Territorio

Porto e filiera ittica, il progetto di Cetara finanziato per oltre 4 milioni di euro

Un porto migliore, che valorizzi la sua vocazione peschereccia.

Il comune costiero di Cetara festeggia il finanziamento, tramite un contributo pubblico, della proposta progettuale di riqualificazione del suo storico approdo, per ben 4 milioni e 521mila euro.

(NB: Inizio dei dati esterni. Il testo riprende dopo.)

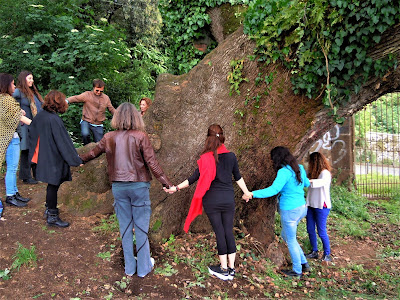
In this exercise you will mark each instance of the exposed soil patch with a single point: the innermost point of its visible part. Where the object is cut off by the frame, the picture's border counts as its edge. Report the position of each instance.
(79, 262)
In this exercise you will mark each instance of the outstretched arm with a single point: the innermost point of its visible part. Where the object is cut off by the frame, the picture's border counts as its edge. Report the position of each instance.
(247, 195)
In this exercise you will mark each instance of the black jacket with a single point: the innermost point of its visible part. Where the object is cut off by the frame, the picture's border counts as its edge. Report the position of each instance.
(56, 151)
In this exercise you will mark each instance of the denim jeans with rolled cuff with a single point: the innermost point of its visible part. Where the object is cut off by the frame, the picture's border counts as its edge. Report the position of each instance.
(86, 128)
(132, 207)
(290, 220)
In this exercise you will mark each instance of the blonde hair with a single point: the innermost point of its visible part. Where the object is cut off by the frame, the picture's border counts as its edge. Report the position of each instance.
(127, 117)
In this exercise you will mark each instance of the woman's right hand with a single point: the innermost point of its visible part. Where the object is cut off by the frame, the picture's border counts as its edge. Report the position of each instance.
(247, 196)
(171, 189)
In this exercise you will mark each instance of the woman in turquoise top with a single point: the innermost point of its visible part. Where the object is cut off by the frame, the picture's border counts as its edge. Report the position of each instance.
(289, 183)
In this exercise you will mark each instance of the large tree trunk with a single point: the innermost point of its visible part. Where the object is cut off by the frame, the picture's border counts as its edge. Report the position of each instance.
(184, 107)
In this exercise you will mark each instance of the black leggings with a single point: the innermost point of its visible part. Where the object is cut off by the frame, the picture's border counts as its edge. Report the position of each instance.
(222, 224)
(51, 196)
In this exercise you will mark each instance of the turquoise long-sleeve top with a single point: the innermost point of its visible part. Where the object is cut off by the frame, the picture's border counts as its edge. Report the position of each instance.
(291, 192)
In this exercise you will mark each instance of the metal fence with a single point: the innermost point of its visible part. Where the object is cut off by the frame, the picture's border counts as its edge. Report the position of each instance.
(377, 148)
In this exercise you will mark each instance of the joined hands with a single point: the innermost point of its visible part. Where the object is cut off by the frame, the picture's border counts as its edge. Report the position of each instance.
(247, 196)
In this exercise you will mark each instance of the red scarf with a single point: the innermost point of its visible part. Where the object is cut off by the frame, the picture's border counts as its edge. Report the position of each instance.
(208, 170)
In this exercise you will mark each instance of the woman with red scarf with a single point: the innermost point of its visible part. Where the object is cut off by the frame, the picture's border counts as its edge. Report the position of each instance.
(215, 193)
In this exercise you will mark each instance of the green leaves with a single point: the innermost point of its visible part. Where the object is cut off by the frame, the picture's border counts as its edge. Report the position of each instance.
(339, 31)
(184, 24)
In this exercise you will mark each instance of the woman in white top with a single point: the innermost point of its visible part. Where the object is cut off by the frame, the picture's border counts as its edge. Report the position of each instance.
(319, 203)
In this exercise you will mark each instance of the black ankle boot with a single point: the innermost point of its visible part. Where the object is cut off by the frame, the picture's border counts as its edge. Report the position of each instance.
(53, 219)
(20, 198)
(312, 254)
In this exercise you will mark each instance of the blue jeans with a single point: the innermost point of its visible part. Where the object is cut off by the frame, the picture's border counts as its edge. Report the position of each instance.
(12, 160)
(97, 131)
(317, 216)
(132, 207)
(289, 220)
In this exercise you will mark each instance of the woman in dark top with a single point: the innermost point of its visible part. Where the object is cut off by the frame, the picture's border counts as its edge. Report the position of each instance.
(52, 150)
(30, 101)
(215, 193)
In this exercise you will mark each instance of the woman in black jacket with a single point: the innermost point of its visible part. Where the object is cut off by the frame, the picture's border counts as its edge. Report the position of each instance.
(52, 150)
(30, 101)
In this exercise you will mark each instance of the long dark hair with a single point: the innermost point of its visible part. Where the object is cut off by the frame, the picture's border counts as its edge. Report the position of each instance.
(29, 92)
(316, 164)
(281, 157)
(5, 82)
(215, 138)
(54, 101)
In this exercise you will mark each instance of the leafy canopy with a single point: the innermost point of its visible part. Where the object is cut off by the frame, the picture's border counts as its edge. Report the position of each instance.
(324, 42)
(67, 44)
(185, 21)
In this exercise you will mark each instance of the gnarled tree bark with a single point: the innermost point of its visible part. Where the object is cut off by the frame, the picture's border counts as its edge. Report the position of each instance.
(260, 118)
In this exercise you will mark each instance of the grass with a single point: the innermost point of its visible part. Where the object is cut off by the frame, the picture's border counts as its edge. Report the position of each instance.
(24, 256)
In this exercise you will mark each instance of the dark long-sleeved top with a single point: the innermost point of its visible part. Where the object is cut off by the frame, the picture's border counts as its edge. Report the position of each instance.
(130, 156)
(227, 165)
(56, 151)
(24, 102)
(94, 107)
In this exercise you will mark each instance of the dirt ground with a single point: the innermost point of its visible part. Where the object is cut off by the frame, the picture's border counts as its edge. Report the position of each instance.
(70, 264)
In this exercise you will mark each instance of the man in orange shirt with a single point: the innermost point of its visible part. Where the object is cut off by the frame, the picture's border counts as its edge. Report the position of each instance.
(95, 103)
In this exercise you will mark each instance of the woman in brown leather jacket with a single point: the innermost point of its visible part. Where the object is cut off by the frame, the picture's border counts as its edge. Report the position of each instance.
(130, 155)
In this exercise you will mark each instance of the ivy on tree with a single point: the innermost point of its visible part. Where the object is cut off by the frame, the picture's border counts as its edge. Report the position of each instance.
(324, 43)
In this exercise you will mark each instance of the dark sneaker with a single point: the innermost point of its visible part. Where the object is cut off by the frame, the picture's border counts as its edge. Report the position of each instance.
(305, 268)
(11, 200)
(291, 273)
(30, 181)
(232, 273)
(326, 258)
(313, 254)
(20, 198)
(219, 272)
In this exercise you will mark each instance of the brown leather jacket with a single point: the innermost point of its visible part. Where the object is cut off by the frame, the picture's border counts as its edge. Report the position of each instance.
(130, 156)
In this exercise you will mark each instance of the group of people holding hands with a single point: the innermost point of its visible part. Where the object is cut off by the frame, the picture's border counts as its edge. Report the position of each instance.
(47, 149)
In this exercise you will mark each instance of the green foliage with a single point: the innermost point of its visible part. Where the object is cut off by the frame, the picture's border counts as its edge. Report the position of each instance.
(104, 255)
(185, 22)
(165, 270)
(235, 77)
(380, 116)
(5, 274)
(323, 38)
(108, 225)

Cetara si è qualificata al secondo posto nella graduatoria bandita dal Ministero delle Politiche Agricole e Forestali, relativa all’assegnazione di contributi pubblici che rientrano nella misura 1.43 del Regolamento UE 508/2014.

Il progetto consiste nel dotare il molo del sottoflutto di banchine e spazi coperti adatti a consentire l’attività connesse alla pesca, in modo tale da integrarli nella funzionalità complessiva e di settore della struttura portuale.

In particolare lo scopo è quello di dotare il porticciolo attualmente esistente di una struttura attrezzata in cui svolgere attività di vendita: un modo, quest’ultimo, per rafforzare la filiera tra pescatori e consumatori, rendendo il Porto non soltanto il luogo di approdo delle imbarcazioni dedite alla pesca, ma anche e soprattutto della commercializzazione dei prodotti del mare.

Tra le altre attività previste nel progetto vi sono il miglioramento e l’ammodernamento dei posti barca attualmente esistenti, oltre che l’accrescimento dell’efficienza energetica di strutture ed attrezzature presenti nell’area portuale.

Il tutto, in ogni caso, dovrà avvenire con lo scopo di dotare la filiera ittica locale di una maggiore competitività, pur restando nell’ottica della piena sostenibilità.

Siamo molto contenti del nostro risultato in questo progetto per il quale ci preme di ringraziare il Direttore Generale del Mipaaf Riccardo Riglio e tutto il suo staff – ha commentato il sindaco Fortunato Della Monica – Questo progetto coinvolge uno dei settori economici più tradizionali di Cetara, in linea con la nostra azione amministrativa che tende sempre a migliorare e a rendere moderno il paese, senza perdere di vista, però, la storia e la tradizione, colonne portanti della nostra comunità”.